Fincantieri, Bono: Nel 2015 piena occupazione cantieri italiani

Milano, 16 giu. (LaPresse) - "Nel 2015 puntiamo ad arrivare alla piena occupazione per tutti i cantieri italiani" che impiegano 7.700 persone. Così Giuseppe Bono, a.d. di Fincantieri, a margine dell'incontro in Borsa per la presentazione della societa' in occasione della quotazione che impiega nel mondo 20mila persone, più altre 80mila nell'indotto. "Puntiamo ad una crescita del 50% nei prossimi anni - prosegue Bono - buona parte dei costruttori nel mondo sono in crisi, noi una volta superata la crisi siamo più forti, e le risorse dalla quotazione serviranno a questo". Bono ricorda che ci sono già 9 miliardi di contratti già firmati, ed accordi per altri 3 miliardi saranno chiusi nei mesi. "Al momento abbiamo già realizzato il 70% del nostro piano" continua Bono, ricordando che "ci sono delle componenti negative, la sono contingenti ma non strutturali".


"ACQUISIZIONI? ORA ABBIAMO RISORSE". "Acquisizioni?
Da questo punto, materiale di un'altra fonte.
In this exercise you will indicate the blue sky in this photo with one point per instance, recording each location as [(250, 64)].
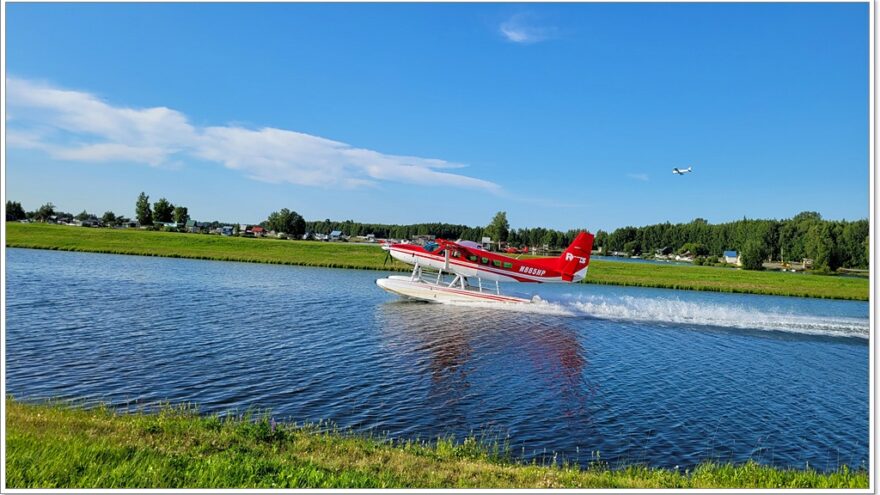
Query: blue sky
[(565, 116)]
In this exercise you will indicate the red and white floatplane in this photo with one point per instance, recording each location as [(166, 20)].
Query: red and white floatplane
[(466, 263)]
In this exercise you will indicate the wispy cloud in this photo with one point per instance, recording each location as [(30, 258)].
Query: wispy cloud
[(78, 126), (525, 28)]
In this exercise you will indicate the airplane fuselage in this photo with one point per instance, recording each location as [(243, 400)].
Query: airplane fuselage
[(486, 265)]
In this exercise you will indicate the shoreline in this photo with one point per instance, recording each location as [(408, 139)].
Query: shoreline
[(52, 445), (370, 257)]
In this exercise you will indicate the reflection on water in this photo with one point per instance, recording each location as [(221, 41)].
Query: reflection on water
[(661, 377)]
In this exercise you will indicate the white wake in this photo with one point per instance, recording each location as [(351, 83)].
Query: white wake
[(722, 315), (679, 312)]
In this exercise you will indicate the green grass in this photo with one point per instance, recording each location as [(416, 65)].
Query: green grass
[(54, 446), (341, 255)]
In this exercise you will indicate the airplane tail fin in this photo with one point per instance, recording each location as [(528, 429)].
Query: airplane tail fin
[(576, 258)]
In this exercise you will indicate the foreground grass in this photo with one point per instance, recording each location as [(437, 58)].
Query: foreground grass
[(53, 446), (341, 255)]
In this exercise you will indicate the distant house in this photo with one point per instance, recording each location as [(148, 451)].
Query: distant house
[(686, 256), (731, 257)]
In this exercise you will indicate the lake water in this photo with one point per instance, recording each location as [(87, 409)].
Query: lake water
[(651, 376)]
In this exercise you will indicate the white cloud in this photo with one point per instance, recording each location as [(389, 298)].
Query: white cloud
[(78, 126), (523, 28)]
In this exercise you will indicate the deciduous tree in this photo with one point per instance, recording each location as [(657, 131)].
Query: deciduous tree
[(142, 210)]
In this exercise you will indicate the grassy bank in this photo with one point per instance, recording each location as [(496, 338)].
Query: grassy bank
[(52, 446), (341, 255)]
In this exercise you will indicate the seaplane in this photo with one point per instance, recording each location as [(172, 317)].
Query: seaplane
[(476, 273)]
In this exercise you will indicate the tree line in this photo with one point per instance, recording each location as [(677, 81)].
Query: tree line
[(831, 244)]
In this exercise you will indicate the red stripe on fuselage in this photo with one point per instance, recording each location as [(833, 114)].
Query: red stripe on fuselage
[(512, 273)]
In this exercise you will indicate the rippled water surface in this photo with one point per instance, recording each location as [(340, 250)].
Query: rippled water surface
[(641, 375)]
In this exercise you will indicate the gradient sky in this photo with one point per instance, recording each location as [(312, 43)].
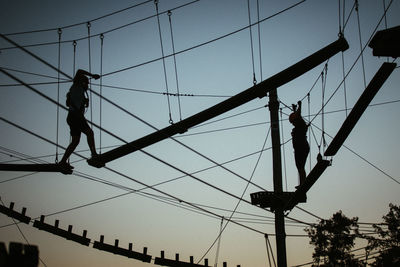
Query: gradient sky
[(362, 181)]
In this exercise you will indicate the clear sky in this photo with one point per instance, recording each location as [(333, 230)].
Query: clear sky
[(362, 181)]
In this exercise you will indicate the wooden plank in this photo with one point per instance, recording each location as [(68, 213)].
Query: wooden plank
[(312, 177), (14, 214), (365, 99), (386, 43), (258, 91), (51, 167), (115, 249)]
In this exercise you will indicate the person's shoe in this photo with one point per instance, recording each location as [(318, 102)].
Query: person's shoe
[(65, 168), (94, 161)]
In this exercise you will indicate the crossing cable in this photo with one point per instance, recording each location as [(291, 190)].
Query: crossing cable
[(207, 42), (111, 30), (137, 181), (357, 154), (58, 90), (81, 23), (176, 69), (219, 243), (146, 153), (356, 60), (124, 194), (241, 198), (150, 155), (251, 43), (163, 61), (104, 85)]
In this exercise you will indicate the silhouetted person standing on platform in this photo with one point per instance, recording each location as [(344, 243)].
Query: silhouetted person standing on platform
[(77, 102), (299, 139)]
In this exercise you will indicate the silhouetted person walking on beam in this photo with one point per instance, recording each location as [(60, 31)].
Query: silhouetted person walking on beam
[(77, 102), (299, 139)]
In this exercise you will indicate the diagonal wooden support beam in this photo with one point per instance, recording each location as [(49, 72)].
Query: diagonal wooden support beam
[(258, 91), (365, 99)]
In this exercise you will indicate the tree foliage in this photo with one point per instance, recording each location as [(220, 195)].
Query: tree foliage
[(333, 241), (388, 240)]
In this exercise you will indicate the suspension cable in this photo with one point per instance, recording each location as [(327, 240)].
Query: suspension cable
[(284, 150), (384, 8), (269, 247), (259, 39), (163, 60), (58, 90), (309, 130), (219, 243), (323, 79), (90, 71), (241, 198), (251, 43), (176, 69)]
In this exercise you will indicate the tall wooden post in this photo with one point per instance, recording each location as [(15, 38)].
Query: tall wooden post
[(277, 176)]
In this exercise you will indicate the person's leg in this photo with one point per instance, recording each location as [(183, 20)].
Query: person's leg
[(90, 140), (71, 147)]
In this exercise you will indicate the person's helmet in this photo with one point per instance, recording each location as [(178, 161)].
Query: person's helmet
[(292, 117)]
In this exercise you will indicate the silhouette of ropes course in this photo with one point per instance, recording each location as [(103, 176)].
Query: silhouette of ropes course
[(168, 197)]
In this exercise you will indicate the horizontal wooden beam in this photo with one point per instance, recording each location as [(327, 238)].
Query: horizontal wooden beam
[(386, 43), (257, 91), (365, 99), (36, 168), (312, 177)]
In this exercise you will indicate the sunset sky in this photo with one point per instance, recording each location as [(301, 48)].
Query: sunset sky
[(216, 56)]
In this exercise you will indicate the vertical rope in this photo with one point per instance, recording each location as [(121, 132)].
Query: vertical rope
[(361, 47), (323, 78), (259, 38), (309, 128), (341, 34), (90, 70), (101, 84), (251, 43), (58, 89), (266, 243), (344, 84), (219, 242), (284, 150), (340, 19), (73, 68), (163, 57), (269, 247), (176, 69), (384, 10)]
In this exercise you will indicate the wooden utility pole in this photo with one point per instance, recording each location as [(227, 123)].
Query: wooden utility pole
[(277, 176)]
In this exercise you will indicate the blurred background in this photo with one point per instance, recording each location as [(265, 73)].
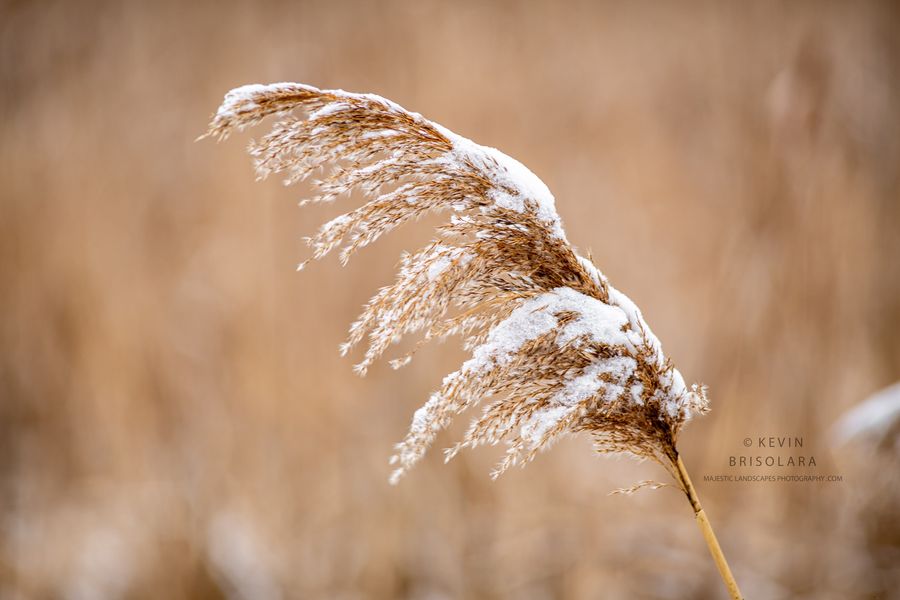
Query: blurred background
[(176, 421)]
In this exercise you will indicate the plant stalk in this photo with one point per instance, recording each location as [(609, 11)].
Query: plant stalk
[(708, 533)]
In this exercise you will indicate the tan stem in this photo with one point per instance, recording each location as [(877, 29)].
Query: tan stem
[(708, 533)]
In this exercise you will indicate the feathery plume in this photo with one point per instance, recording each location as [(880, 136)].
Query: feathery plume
[(555, 349)]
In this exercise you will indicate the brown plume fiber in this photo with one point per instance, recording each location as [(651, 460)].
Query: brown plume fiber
[(555, 348)]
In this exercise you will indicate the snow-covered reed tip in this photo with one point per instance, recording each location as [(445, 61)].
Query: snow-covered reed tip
[(555, 348)]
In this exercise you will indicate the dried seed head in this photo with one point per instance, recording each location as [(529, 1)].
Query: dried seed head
[(555, 348)]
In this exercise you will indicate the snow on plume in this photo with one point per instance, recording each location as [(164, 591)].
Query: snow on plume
[(555, 349)]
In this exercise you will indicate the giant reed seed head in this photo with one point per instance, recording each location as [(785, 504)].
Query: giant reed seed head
[(555, 348)]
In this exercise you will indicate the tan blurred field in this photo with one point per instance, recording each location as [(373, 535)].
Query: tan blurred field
[(176, 421)]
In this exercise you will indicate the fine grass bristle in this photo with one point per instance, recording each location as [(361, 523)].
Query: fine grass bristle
[(556, 349)]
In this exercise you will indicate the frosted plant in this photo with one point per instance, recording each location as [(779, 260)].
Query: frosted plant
[(555, 349)]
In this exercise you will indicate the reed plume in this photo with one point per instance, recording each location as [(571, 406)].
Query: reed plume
[(555, 349)]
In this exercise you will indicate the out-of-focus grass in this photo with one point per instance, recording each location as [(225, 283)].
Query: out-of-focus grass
[(175, 420)]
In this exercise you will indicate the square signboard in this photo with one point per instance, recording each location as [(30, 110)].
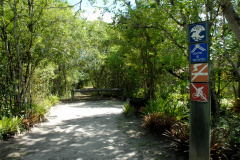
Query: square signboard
[(199, 52), (199, 92), (198, 32)]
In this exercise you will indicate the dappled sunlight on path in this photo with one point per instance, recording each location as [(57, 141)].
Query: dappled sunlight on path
[(93, 130)]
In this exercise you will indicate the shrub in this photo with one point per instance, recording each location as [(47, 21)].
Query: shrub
[(180, 134), (219, 143), (157, 122), (9, 126)]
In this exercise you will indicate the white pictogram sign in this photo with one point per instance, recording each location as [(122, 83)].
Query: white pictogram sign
[(199, 92), (197, 46), (199, 72), (196, 30)]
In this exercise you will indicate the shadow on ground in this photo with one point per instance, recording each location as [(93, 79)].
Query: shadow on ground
[(91, 130)]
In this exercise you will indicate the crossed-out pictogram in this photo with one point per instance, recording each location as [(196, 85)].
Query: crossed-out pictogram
[(199, 92), (199, 72)]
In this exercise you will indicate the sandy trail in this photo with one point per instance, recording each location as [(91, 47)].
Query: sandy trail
[(93, 130)]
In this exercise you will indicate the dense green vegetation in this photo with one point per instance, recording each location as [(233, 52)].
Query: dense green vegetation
[(47, 49)]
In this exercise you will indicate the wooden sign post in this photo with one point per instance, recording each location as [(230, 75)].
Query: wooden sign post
[(199, 147)]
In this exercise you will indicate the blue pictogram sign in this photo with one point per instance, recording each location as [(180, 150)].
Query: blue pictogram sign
[(199, 52), (198, 32)]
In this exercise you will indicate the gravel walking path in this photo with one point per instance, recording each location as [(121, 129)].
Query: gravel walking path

Il mercato lo seguiamo sempre, dopo la quotazione avremo le risorse per essere forti e prendere le iniziative che il mercato ci consente", dichiara ancora Bono. "Mi aspetto una domanda al di là di ogni previsione" aggiunge Bono, ricordando quanto sia rilevante la manifattura per l'Italia e per l'Europa: "Noi siamo un'azienda che fa - spiega Bono - questa e' la prima privatizzazione con una reale politica industriale dietro, grazie ad un aumento di capitale". "Ora potremo lavorare con più entusiasmo, e far crescere i nostri azionisti" sottolinea Bono, che per il Friuli Venezia Giulia, sede principale di Fincantieri, ha garantito che "non cambia nulla, portiamo l'Italia nel mondo, e il mondo in Italia", affinché "ci sia sempre più entusiasmo attorno al nostro Paese".

"NO DIVIDENDO PER ALMENO 3 ANNI". "Nel medio periodo non c'è alcuna intenzione di distribuire dividendi, perché l'operazione è fatta per la ulteriore crescita dell'azienda", dichiata Fabrizio Palermo, cfo di Fincantieri, durante la presentazione della quotazione del gruppo a Piazza Affari. In merito l'a.d. Giuseppe Bono precisa: "Per medio periodo si intende dai tre anni in su".

BASSANINI: NON ESCLUSO NUOVO AUMENTO. "I piani di crescita di Fincantieri sono molto importanti e quindi non si può escludere in futuro un ulteriore aumento di capitale e anche un ulteriore aumento della quota collocata. Non possiamo escluderlo", afferma il presidente di Cassa Depositi e Prestiti, Franco Bassanini, durante la presentazione di Fincantieri in Borsa. "Fincantieri vuole consolidare questa leadership e lanciare una sfida ai competitor asiatici che nei settori in cui eccelle Fincantieri sono stati superati", aggiunge Bassanini.